Four workshops and six concerts later, including two concerts in Red Bank, I-Knowledge is a climate change advocate and an even stronger performer. Under Voices, artistes received information about climate change and its impact on communities, visited adaptation initiatives in each target community to better understand the issues, developed songs to sensitise their communities about these issues and performed in concerts at each location. They also did outreach in local schools, including reading to primary school students on Read Across Jamaica Day.

I-Knowledge says the training provided, and the urgency of the message of climate change which he now shares, opened the eyes of people in the community and opened new doors for him as an artiste.

“Round here climate change is now almost like the new slang on the street! And for me it is important to continue with the learning process and teach the ones to protect the environment. We teach people that if you cut down a tree, you plant a tree….My music is now helping build awareness in others.…Even the children know me as ‘climate change.’

The opportunity to perform at concerts, held in all target communities and featuring all the artistes, was unforgettable for him, particularly when he took the stage in his community.

“Red Bank is my hometown so I was anxious to perform and to see what the response would be. And people loved it...That motivated me and give me more confidence. So I start to read up even more about climate change to see how I can bring more of the message into the music!”

I Knowledge says he has always loved music, but notes that being an artiste in rural Jamaica is challenging, with limited access to recording studios and little exposure to the industry.

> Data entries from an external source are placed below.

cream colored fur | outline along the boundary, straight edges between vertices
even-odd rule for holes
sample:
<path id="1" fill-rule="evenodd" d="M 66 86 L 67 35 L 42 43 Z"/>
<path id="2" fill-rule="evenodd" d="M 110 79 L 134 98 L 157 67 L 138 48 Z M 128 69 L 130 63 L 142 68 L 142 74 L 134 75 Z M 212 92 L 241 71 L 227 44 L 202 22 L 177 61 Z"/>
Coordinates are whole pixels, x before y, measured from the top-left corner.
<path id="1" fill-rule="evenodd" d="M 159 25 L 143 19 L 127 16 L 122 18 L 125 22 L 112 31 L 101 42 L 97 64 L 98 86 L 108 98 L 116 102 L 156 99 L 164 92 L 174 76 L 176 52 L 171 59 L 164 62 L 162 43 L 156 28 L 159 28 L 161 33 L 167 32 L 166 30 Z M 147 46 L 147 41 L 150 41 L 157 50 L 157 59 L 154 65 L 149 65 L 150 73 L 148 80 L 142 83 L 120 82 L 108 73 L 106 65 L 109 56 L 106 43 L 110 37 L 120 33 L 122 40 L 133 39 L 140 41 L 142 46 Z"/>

The Voices experience built his skills as a performer, and interaction with trainers (some of whom are nationally established artistes), and other artistes has helped him a lot he says.

 

Voices Delivers New Advocates, Creates Local Stars

Mr Spencer, who attended all the training workshops with the artistes and most of the community concerts, says he sees firsthand how the artistes work together, constantly sharing ideas for lyrics and performances, on a WhatsApp group that was set up under the Voices project.

“What I saw in Ocho Rios was just fantastic. The artistes were just coming together and in 15 minutes, working with each other, they produced lyrics! Those trainers were good. In the WhatsApp group they consult each other in the nights, talking about the training and sharing ideas.

Mr. Spencer says he has seen greater awareness in the community about environmental protection and climate change issues. He adds that those trained as messengers also now get greater respect from the community and continue the mission of Voices.

“I-Knowledge is now a star in Red Bank. People are still talking about those concerts we had here. Even now, although the project is over, he is still talking about climate change.”

I-Knowledge says the best moments for him were “when we all get together, community leaders and artistes, because it is then we see that unity is strength, and each one help one and each one teach one.”